Yet, despite a prescribed regimen of 1,500 milligrams of lithium every day, since moving back to New Jersey in 1995 Wright has been hospitalized six times for a chemical imbalance. In '96 he spent a month at Essex County Hospital Center, a public psychiatric facility in New Jersey. Sleeping on two mattresses pushed together to accommodate his frame, Wright was often placed in restraints for fear that he could do harm to the staff or to himself. Wright's predicament has been compounded by financial hardships, including a lack of health insurance.
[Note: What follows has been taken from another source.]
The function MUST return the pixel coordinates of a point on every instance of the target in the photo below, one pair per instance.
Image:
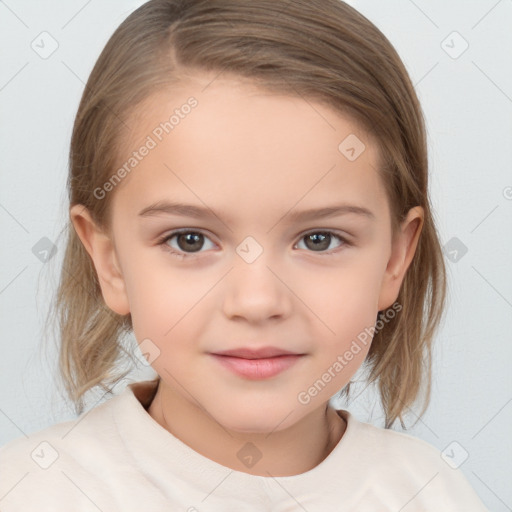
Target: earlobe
(403, 249)
(102, 251)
The Jazz guaranteed Wright $153,000 annually for 25 years as part of his severance, but thanks to bad investments, back taxes and child-support payments—friends say that Wright has four children; he contends that he has two—the annuity has been all but wiped out. When Wright sold his Salt Lake mansion, the proceeds went to creditors. Today he and his mother and his brother and sister live in a two-story brick house in Irving-ton. "We're doing O.K. now," says Wright, who hasn't worked since his diagnosis, "but it's not like when I was in the NBA."
During a stay in Essex County Hospital last year, Wright realized he missed basketball. "It wasn't the money, and it wasn't the lifestyle," he says. "I just missed the game itself." He phoned Pyonin, who had coached him in New Jersey AAU ball more than a decade before, and told him that he was desperate to give the NBA one more shot. More than a year later Wright's comeback is still incubating. While Wright runs sprints or shoots turnaround jumpers at the Y, he is oblivious to the puzzled onlookers, dozens of Jewish boys, their heads covered with yarmulkes, wondering why a former NBA player is sweating in their gym. At a glacial pace, Wright's body is becoming less convex, his touch is reappearing, and it takes longer and longer for his huffing and puffing to kick in.
It's nearly unfathomable, the distance between playing in the NBA and laying your 400-pound body on an institutional-style bed in a psychiatric hospital. Yet for all Wright's baggage, he's surprisingly agile, he can shoot—and he remains 86 inches tall. "It's one of those 'you can't teach height' things," says Layden. "This league is always looking for centers."
Wright is unmoved by the optimistic speculation. "Maybe I make it and maybe I don't," he says with a shrug. "It would be great to be in the NBA, showing that people with bipolar disorder can be productive. But just being out here, I feel like I've made a big comeback already."